John Drury was a writer for the Chicago Daily News, from 1926 to 1944. He often covered Chicago street life. In compiling notes for “Towertown,” an unpublished inventory of the near north side, Drury typed out the length of an article by Wallace Willits, as if performing a ritual of historical memory. Willits’s piece, printed October 4, 1921, in the Daily News, celebrates Bughouse Square (officially, Washington Square Park), located directly across the street from the Newberry Library. In the early twentieth century the square was a renowned free-speech forum for bohemians, political radicals, and other self-styled iconoclasts. According to Willits, Bughouse Square nurtured an even more varied collection of social misfits.
Willits’s index of Bughouse personalities takes note of the “ardent vegetarian,” “the psychopathic expert,” “atheists and left-wing socialists,” “Freudian psychologists,” and a drunk hoping to “promote” 50 cents from some distracted passerby so he can purchase another pint. “Free speech never was freer than in this unique spot on the near north side,” Willits writes.
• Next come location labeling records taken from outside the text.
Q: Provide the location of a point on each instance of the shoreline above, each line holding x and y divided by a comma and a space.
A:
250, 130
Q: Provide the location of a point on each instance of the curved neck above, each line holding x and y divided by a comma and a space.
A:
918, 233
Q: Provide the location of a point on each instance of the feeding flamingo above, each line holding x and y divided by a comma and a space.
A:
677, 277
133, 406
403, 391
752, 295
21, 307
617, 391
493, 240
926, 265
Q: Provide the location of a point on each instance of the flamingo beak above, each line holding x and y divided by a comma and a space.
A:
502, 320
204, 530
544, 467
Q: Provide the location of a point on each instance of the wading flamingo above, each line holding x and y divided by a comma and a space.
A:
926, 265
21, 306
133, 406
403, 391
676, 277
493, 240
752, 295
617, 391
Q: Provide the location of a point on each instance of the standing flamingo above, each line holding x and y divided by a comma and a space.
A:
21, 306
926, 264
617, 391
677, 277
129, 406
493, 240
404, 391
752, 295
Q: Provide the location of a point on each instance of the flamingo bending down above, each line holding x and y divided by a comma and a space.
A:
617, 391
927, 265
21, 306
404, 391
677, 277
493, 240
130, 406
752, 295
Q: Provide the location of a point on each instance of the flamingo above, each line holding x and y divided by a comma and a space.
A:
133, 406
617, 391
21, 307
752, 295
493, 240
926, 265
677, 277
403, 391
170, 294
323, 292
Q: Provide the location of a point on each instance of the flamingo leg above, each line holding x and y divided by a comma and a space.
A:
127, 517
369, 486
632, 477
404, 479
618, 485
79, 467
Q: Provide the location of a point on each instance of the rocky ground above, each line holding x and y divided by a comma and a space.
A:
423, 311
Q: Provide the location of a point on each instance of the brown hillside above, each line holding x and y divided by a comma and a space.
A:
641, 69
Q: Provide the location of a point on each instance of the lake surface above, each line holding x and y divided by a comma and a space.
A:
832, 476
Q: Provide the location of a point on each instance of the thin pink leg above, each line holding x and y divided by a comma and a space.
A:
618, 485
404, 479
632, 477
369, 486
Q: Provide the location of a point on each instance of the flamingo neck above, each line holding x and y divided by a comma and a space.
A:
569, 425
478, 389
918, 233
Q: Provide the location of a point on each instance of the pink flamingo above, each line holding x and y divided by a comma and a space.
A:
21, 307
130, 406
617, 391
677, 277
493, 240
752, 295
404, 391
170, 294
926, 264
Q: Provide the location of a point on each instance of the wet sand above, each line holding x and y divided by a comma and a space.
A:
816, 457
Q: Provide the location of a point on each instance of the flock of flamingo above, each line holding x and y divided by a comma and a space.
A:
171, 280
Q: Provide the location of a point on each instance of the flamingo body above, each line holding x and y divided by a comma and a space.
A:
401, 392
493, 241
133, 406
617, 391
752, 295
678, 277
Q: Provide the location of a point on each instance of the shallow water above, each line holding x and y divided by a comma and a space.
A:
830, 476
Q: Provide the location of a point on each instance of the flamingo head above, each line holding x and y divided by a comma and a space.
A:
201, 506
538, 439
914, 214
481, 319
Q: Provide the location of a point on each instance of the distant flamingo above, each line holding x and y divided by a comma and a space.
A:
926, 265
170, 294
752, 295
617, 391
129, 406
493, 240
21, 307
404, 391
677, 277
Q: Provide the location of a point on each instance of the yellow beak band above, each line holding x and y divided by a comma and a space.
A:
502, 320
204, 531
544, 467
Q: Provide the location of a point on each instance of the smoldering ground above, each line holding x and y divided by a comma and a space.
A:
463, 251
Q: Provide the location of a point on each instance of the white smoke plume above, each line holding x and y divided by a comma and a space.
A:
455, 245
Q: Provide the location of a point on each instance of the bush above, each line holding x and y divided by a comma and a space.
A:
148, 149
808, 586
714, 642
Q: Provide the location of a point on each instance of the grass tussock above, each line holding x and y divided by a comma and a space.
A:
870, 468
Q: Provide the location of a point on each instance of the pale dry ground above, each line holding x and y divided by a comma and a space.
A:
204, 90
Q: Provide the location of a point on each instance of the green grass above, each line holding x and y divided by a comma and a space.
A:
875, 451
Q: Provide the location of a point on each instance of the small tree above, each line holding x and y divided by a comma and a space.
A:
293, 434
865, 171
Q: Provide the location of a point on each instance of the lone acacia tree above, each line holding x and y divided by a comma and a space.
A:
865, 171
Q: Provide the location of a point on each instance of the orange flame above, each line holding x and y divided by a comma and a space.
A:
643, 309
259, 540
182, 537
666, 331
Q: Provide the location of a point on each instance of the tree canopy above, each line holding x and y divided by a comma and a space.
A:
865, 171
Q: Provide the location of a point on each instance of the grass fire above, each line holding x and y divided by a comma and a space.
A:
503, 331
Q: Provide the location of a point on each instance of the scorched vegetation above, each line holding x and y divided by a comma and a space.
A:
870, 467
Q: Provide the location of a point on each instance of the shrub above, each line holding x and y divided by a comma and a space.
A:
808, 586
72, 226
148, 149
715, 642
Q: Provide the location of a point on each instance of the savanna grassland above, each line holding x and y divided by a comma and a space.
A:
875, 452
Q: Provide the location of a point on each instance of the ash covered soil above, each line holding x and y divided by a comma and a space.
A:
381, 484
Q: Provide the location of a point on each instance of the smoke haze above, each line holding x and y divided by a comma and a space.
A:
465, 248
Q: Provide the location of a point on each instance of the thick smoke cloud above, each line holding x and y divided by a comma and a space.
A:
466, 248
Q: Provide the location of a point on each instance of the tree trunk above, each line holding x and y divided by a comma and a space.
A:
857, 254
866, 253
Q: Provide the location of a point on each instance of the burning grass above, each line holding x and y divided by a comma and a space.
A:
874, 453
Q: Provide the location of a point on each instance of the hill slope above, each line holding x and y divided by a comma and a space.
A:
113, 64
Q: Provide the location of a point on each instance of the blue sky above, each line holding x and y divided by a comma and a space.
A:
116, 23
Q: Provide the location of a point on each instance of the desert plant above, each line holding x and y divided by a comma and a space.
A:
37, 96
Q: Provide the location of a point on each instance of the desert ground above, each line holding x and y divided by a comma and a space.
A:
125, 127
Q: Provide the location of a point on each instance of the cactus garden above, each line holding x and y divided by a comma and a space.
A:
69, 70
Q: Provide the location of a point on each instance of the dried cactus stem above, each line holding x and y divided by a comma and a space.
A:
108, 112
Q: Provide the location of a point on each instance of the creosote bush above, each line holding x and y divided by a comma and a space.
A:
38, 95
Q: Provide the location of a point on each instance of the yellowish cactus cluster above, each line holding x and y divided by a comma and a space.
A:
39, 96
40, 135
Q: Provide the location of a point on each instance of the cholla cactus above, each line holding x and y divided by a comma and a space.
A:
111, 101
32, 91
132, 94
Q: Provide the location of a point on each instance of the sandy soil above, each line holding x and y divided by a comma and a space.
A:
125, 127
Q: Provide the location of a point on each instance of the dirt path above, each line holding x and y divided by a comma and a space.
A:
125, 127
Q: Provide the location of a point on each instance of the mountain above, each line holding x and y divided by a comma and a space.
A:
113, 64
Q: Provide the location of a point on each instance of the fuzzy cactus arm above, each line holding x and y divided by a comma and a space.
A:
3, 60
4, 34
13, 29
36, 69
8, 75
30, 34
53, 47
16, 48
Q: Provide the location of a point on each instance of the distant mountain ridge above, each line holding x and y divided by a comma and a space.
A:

This freedom, he seems to imply, is also the freedom to speak without making any sense. It occurs in a space outside state surveillance and iconography, which the shedding of “Washington” in popular reference to the park reflects.
Whether the Bughouse Square residents disengaged themselves from official life or were disowned by it, doesn’t seem to matter. They will air their grievances, declaim their psychoanalytic theories, and fight for survival. They are the inexorable debris of humanity. According to Willits, it’s a scene that nature is about to close: with winter on the horizon, “Bughouse Square will relapse into dreariness, waiting for spring again.”